Inquisitiveness demands Yes

Jonathan Mennie | 25/08/2014 | 0 Comments

Other people with far more expertise than I can offer have given their reasons why a Yes vote is so important. So I would like to be philosophical. At a (very) conceptual level, if our great ancestors had decided to 'remain in the cave' due to its perceived safety; not to strike two pieces of flint together; not picked up a lump of charcoal and scratch marks on a stone wall, we would not be here today. Inquisitiveness is what defines humanity, and it's only through self-belief rather than acceptance of the status quo that we can expand and improve ourselves.
Back in the real world, I feel that the paths of people in Scotland and those of the Westminster system have grown far enough apart in our societal ambitions to warrant a government that is elected by those people, supports those people and is more accountable to those people. We should not be confined to the will of an overwhelming majority with fundamentally different priorities, and I think it is in the interests of everyone, with allegiances to Westminster or Holyrood, to travel those separate paths.
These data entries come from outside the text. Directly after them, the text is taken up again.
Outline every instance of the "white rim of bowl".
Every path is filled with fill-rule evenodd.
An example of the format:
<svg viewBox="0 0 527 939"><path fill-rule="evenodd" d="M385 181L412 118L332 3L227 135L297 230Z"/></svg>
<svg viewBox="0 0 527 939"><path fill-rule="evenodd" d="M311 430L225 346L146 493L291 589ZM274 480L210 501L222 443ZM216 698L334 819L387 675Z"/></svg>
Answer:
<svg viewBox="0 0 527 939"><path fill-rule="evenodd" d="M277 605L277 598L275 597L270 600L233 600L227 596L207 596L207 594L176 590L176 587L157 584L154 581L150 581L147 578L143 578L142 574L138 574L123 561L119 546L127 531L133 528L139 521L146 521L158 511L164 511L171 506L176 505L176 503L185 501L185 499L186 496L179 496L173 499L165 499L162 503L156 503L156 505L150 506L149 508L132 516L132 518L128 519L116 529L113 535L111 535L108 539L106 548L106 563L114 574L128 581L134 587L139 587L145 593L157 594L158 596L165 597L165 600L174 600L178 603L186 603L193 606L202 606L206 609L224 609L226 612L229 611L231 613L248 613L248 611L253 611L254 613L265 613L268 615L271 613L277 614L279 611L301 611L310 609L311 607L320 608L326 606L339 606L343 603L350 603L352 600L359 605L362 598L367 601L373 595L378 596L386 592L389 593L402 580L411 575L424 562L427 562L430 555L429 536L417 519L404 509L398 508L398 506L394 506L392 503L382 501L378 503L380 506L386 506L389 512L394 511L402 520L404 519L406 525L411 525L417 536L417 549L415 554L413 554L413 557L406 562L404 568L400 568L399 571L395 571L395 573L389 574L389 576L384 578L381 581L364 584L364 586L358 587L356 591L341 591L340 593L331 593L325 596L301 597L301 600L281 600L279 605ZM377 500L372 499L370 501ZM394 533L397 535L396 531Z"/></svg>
They are to be travelled in close parallel, with the frequent friendly smile and mutual support, but they are ours to take separately nonetheless. It has been proven that Scotland can be better off economically and socially, we just need the belief that we can actually do it. I also feel that, from an English point of view, a Westminster government free from the 'troublesome Scots' can pursue those causes it feels most important. I would hope this would lead to devolved powers for its regions, many of which have suffered similarly to Scotland under various south-east dominated policies.

It's only by saying Yes that we can progress as a people and as a nation and truly begin to rediscover ourselves.